Rotary encoders are the bee’s knees. Not only do you get absolute positioning, you can also use a rotary encoder (with a fancy tact button underneath) for an easy UI for any electronics project. There’s a problem with rotary encoders, though: it’s going to use Gray code or something weird, and getting a rotary encoder to work with your code isn’t as easy as a simple button.

For his Hackaday Prize project, [fattore.saimon] has come up with the solution for using multiple rotary encoders in any project. It’s a board that turns a rotary encoder into an I2C device. Now, instead of counting rising and falling edges, adding a rotary encoder to a project is as easy as connecting four wires.

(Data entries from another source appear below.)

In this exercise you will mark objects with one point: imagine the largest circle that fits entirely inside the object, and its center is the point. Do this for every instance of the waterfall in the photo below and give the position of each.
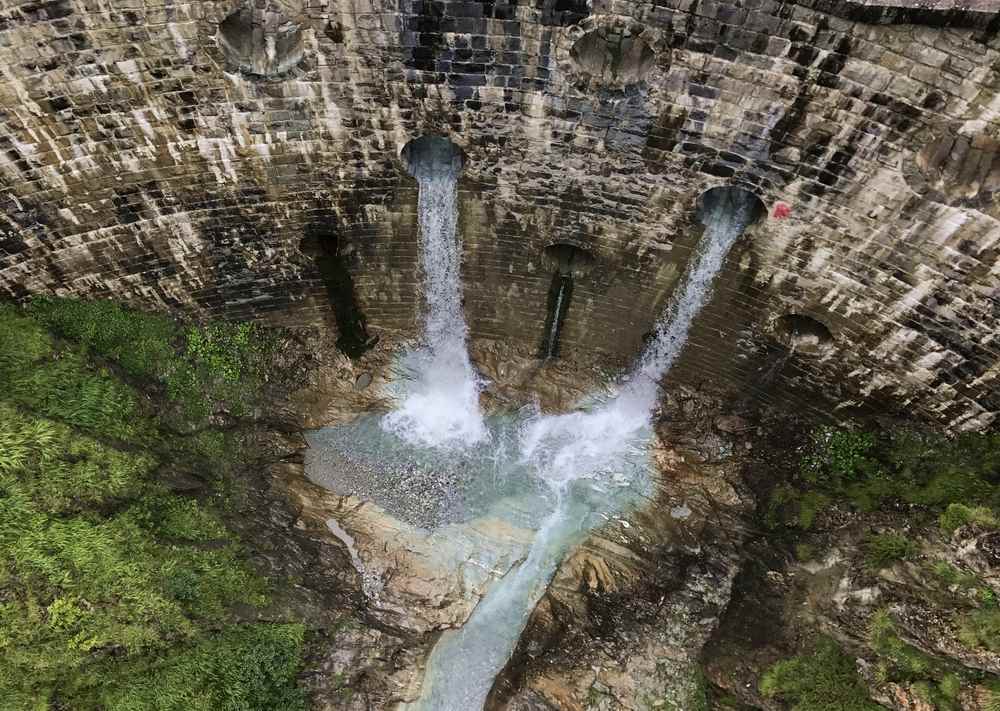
(576, 454)
(440, 404)
(552, 344)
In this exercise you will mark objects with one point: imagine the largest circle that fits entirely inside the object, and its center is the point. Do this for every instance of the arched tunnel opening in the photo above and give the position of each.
(613, 56)
(567, 262)
(729, 202)
(323, 245)
(804, 334)
(432, 155)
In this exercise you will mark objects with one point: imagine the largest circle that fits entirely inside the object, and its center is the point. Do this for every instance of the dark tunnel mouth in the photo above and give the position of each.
(432, 151)
(805, 334)
(568, 259)
(730, 197)
(245, 34)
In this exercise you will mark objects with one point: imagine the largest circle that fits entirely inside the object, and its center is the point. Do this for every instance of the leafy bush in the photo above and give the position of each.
(958, 515)
(246, 668)
(110, 594)
(883, 549)
(948, 575)
(981, 629)
(902, 661)
(824, 679)
(958, 478)
(196, 365)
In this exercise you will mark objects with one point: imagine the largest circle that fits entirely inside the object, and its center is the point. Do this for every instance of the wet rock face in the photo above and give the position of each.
(176, 156)
(625, 619)
(261, 43)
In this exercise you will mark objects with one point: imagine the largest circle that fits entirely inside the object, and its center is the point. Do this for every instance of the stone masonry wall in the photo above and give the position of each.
(139, 160)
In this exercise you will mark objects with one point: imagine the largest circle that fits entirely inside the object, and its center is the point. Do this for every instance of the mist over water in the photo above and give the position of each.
(594, 462)
(438, 388)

The project is built around the PIC16F18344, a small but surprisingly capable microcontroller that reads a rotary encoder and spits data out as an I2C slave device. Also on board are a few pins for an RGB LED, general purpose pins, the ability to set all seven bits of the I2C address (who wants 127 rotary encoders?), and castellated holes for connecting several boards together.

This project is an update of [fattore]’s earlier I2C Encoder, and there are a lot of improvements in the current version. It’s slightly smaller, has better connectors, and uses a more powerful microcontroller. That’s just what you need if you want a ton of rotary encoders for all those cool interactive projects.